12-24 11:56 Caijing Magazine

Investigators building a criminal case against top officials tied to foreign mergers and acquisitions have detained a new suspect.

By staff reporters Yu Ning, Wen Xiu and Luo Changping

From Caijing Online


 
Another top official has been caught in a graft storm that’s swirled for months around Chinese government agencies in charge of foreign mergers and acquisitions.

 

Xu Mangang, director of the Department of Administration and Inspection at the State Administration of Foreign Exchange (SAFE), recently became the fifth official since August “removed” by Communist Party central discipline officials to “assist the investigation,” sources told Caijing.

 

Xu’s detention was not immediately confirmed by disciplinary officials.

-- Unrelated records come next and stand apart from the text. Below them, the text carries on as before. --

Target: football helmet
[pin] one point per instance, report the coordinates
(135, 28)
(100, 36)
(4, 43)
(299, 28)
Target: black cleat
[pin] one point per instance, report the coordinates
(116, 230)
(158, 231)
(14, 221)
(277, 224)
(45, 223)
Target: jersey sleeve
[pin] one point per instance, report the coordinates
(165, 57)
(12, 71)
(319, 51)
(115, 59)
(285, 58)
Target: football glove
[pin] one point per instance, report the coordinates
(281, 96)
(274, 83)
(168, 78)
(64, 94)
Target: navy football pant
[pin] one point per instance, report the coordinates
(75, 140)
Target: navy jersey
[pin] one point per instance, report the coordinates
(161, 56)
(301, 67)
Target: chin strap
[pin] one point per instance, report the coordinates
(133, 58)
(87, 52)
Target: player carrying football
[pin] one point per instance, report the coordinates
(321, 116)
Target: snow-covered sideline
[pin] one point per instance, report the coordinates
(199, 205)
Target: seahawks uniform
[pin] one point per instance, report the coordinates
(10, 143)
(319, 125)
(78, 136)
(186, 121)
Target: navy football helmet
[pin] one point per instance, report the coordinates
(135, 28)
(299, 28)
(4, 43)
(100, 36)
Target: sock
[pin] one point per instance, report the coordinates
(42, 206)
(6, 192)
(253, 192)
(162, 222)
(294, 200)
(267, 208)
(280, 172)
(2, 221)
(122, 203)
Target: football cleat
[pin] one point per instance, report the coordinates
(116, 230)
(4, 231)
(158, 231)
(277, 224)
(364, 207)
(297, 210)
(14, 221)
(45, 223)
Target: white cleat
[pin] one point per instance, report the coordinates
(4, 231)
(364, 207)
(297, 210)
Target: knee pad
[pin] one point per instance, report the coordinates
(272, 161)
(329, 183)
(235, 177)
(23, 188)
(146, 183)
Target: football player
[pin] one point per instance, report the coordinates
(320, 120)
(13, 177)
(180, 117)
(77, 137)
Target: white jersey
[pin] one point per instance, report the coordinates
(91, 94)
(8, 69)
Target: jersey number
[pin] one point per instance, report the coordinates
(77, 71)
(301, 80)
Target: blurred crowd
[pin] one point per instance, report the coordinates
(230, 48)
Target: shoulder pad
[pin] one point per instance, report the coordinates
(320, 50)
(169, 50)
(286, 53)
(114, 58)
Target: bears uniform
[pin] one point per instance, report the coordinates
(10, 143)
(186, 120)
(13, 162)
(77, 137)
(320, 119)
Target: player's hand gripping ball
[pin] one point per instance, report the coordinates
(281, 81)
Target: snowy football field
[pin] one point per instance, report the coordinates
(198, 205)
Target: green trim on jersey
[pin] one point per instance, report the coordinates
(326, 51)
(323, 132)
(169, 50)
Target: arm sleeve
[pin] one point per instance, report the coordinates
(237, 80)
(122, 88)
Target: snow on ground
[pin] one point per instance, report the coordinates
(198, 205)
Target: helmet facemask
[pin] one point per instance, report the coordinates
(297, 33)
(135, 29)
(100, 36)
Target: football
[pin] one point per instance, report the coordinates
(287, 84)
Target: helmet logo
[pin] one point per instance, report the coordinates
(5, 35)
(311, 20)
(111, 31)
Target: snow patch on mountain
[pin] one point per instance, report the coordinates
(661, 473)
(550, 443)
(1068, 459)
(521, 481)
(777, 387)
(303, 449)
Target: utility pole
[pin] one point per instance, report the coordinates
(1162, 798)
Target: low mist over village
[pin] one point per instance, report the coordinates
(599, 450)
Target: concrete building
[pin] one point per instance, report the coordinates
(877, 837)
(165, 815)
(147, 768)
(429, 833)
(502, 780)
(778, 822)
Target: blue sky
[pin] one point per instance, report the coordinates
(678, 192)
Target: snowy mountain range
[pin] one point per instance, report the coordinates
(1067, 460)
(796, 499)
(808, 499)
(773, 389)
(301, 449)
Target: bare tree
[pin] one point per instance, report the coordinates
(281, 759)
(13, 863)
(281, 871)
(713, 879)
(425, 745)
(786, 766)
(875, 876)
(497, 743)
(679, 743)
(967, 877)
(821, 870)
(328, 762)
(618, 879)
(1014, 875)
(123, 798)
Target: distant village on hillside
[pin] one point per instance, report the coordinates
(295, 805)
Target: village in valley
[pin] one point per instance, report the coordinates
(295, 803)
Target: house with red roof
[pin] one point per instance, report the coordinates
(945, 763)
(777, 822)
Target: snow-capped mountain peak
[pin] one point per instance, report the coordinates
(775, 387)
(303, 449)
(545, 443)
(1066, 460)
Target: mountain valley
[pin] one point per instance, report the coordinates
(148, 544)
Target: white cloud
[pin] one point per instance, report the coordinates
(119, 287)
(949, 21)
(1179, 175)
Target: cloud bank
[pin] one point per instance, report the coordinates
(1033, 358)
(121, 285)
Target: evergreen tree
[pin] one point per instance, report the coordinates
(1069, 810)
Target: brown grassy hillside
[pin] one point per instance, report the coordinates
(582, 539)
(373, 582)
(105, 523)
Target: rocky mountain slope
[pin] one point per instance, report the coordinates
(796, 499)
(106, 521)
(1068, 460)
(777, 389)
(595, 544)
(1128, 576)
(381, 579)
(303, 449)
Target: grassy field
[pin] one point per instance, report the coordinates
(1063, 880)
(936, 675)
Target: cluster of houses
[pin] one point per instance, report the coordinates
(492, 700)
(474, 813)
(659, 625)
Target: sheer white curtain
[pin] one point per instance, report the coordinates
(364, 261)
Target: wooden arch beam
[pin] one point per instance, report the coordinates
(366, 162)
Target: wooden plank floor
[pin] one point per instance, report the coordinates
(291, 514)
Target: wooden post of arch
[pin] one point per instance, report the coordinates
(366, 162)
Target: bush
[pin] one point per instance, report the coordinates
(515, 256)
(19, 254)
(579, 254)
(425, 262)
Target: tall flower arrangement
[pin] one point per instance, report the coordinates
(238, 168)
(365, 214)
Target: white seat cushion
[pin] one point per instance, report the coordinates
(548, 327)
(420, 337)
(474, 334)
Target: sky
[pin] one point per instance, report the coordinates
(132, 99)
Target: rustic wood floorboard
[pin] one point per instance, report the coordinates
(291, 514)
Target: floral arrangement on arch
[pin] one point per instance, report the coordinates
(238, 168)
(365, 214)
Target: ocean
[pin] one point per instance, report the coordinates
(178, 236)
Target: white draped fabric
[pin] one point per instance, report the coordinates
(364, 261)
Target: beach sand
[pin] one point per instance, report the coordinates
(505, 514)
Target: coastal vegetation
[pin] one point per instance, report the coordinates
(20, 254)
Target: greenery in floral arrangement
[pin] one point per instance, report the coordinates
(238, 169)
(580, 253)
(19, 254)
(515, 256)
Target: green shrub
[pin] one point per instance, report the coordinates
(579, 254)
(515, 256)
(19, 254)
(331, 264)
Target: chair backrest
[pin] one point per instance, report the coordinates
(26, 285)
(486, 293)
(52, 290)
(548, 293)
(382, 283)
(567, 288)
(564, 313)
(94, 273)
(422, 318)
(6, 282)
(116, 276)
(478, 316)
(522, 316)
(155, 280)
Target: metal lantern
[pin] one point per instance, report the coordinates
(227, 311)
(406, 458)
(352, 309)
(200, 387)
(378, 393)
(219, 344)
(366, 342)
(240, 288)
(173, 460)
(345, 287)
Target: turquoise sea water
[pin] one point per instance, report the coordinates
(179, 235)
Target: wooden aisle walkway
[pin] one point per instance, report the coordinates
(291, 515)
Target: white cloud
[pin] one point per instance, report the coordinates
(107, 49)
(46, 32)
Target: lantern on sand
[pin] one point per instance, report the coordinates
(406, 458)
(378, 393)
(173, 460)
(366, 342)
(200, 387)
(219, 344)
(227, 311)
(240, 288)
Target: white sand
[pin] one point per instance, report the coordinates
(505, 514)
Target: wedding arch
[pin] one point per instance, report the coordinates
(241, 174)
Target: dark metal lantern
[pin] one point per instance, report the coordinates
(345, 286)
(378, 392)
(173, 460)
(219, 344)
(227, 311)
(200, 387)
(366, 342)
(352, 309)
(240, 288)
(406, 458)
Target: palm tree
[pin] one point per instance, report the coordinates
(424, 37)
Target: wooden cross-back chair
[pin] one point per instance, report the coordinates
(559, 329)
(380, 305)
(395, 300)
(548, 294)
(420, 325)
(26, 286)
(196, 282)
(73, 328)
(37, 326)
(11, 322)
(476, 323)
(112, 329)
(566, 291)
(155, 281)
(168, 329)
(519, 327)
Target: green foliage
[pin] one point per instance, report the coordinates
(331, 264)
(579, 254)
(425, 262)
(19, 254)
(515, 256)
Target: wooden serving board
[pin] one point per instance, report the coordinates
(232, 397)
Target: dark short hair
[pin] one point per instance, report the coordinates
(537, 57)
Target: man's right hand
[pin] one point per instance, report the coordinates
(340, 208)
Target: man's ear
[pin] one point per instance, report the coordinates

But Caijing learned that Xu had not returned to his office as scheduled after leaving for vacation two weeks ago in early December.

 

Sources close to the investigation said Xu’s name surfaced following the August apprehension of Guo Jingyi, who worked for the Treaty and Law Department at the Ministry of Commerce (MOFCOM). Guo was one of three high-level MOFCOM officials targeted by investigators. Also detained was an official at the State Administration for Industry and Commerce (SAIC).

 

Xu, 42, joined SAFE in 1989 and spent the past 12 years with the China International Economic and Trade Arbitration Commission. As an arbitrator, he helped settle 16 cases and cultivated close relations with fellow commissioners Guo, Liu Wei and Deng Zhan – all of whom have been implicated in the scandal.

 

At SAFE, Xu worked as a legal expert. He helped draft key regulations including the Foreign Exchange System Regulations, People’s Bank of China Law, Commercial Bank Law, and a number of rules concerning the foreign exchange process.

 

A Hebei Province native, Xu graduated from Renmin University with a degree in business law.

 

Widespread Probe

 

Since August, virtually every Chinese government regulatory department involved in China’s government-controlled foreign investment procedure has been touched by the investigation into high-level corruption. And the entire foreign investment approval process may be affected by the unraveling probe.

 

Lawyers who served as brokers for questionable deals have been targeted along with government officials. Around the time of Guo’s apprehension, for example, authorities detained two lawyers -- Zhang Yuzhu, director of the Beijing legal firm Seafront Law Office, and his former colleague Liu Yang.

 

In late September, authorities arrested Deng Zhan, a former deputy administrator of foreign investment at MOFCOM, on charges of accepting bribes. Du Baozhong, from MOFCOM’s treaty department, was detained in late October. And later Liu Wei, a deputy chief for foreign investment registration at SAIC, was arrested.

 

Guo and Deng were detained by party discipline inspectors in connection with their roles in approving foreign mergers and acquisitions. Liu was a link in the process who worked closely with Guo and Deng.

 

The cases of Zhang, charged with commercial bribery, and Deng, who allegedly accepted bribes, have been forwarded to judicial authorities.

 

The cases reflect the shortcomings of gray-zone rules for approving startups, mergers and acquisitions involving foreign companies. Guo and his lawyer friends allegedly took advantage of these and other regulations for reasons still unclear.